When I am Sixty-Four

 Paul McCartneyが1990年に来日したとき、When I'm Sixty-Fourを歌ってくれないかなと思った。ちょうど、年金の支給開始年齢が65歳まで引き上げられるという話が出ていたので、皮肉を効かせて「まだ私を必要としてくれますか?まだ食べさせてくれますか?私が64歳になったとき」と歌ってほしかったのだ。そうなると我々は年金制度改悪反対のテーマソングを手に入れることができる。
(この辺がポールとジョンの差であって、自分の持っている社会的な意味についての意識がまるで違う。)

 年金の制度としての問題は、自分が保険料を納めていようといまいと、
配偶者が納めていれば貰える金額に変わりがないということであり、
技術的な問題は高度経済成長時に原資を年率17%で運用できなかったということであり、
構造的な問題は少子化が進んでいるということである。
 まあ、このへんについては指摘する人も多かろう。

 ちなみに、世界的な基準でいえば社会保険料や厚生年金保険料は税金であり、これを勘定に入れると日本はとてつもない税金の高い国になる。昔、かけだしプログラマだった頃に自分の給与明細を見て計算したところ、所得税率は40%であった。当時は扶養家族がいないとはいえ・・・。
 そんなもんだから日本の財政は実は黒字だそうなんだが、といってもこれは昭和の時代のはなし、小渕さんになってからどうかは知りません。でも、ことごとくタブーに挑戦されてきた小渕さん。ぜひ年金の制度的問題を解決してほしいですね。

 年金制度改変なら改変に反対しての論調も、この辺までは切り込んでいただきたいのであるが、マスコミ人の方々はやたらぶつぶつ言っているだけである。最近ははじめからあきらめている。世論もまるで盛り上がらない。そういう国民性でも、テーマソングとかあればどうなるかなという期待はあるわけだ。BeatlesのWhen I'm Sixty-Fourなんか最適なんですけどね。

 日本の流行歌で政治の歌と宗教の歌がないことを考えると、やはりそういうのがなじまない国民性ではあるのかな。(Stevie WonderのHappy Birthdayって政治ソングですよね。)試しに作ってみたことがありますが、当然受けませんでした。そのかわり、もっともニューミュージックらしい歌を作ると、これは受けた。

 きみがああして、ぼくがこうして、風が冷たい
 ぼくはどうして、なんのために、生きてきたのだろう
 もしもあのとき、きみの言うまま、ぼくがそうすりゃ、きみはどうなる
 どうしようもないことを、かれこれ考えて、一歩も前に、進めない
 こそあど言葉のオンパレードです。

 1990年のPaulのライブ、でも感動したのよ。最後(The End)はわーわー泣いてしまった。ポールという人物が、素直に、1人のビートルズファンとして、ビートルズが好きで好きでたまらない人間として、ビートルズナンバーを歌っている、というのが伝わってきました。
 あの姿はジョンの信者にとってショックだったかもしれない。
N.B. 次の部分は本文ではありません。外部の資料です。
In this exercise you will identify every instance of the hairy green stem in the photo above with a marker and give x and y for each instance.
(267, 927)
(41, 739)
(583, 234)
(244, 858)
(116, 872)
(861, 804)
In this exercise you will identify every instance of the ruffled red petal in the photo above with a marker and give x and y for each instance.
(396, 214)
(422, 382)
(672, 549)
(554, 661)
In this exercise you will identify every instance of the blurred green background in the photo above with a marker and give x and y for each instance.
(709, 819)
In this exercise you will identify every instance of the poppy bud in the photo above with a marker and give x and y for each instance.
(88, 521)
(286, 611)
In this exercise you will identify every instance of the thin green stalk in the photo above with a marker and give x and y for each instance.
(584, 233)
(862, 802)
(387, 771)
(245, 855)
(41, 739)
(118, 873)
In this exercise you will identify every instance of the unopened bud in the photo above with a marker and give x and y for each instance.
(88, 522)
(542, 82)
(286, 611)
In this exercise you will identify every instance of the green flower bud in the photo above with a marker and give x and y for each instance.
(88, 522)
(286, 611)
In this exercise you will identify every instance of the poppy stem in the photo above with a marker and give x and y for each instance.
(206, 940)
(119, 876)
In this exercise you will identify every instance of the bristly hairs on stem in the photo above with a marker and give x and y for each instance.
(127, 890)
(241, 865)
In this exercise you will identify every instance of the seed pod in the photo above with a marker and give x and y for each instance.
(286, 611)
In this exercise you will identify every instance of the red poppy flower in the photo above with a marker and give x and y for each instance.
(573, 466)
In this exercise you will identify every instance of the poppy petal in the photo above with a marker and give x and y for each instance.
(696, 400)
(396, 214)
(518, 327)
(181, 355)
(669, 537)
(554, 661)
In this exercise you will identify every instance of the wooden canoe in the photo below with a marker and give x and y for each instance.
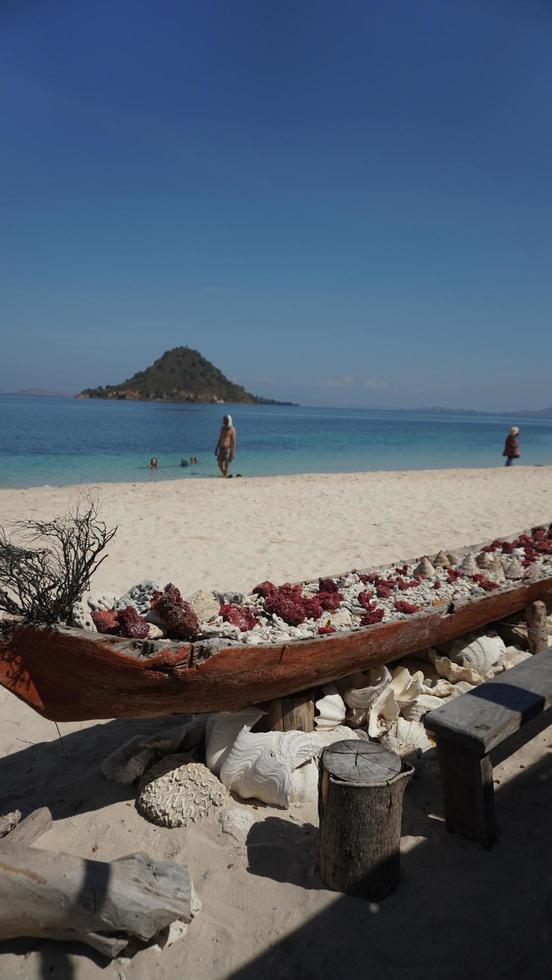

ジョンのファンはジョンを理解しようと努め、自分がジョンの一番の理解者であるという自負をどこかに持っている。ところが、そんなのを吹っ飛ばすほどのジョンのファンがステージ上にいるわけだ。ジョンの信者は結構ポールを軽く見ているところがあったから、もう圧倒されてしまったのではないかな。
 これに対して1994年のライブは「ミュージシャン」としてのポールを前面に押し出したものだったように見えますね。ベースではPaperback Writer、ピアノではLady Madonna、途中ドラムも叩いたし。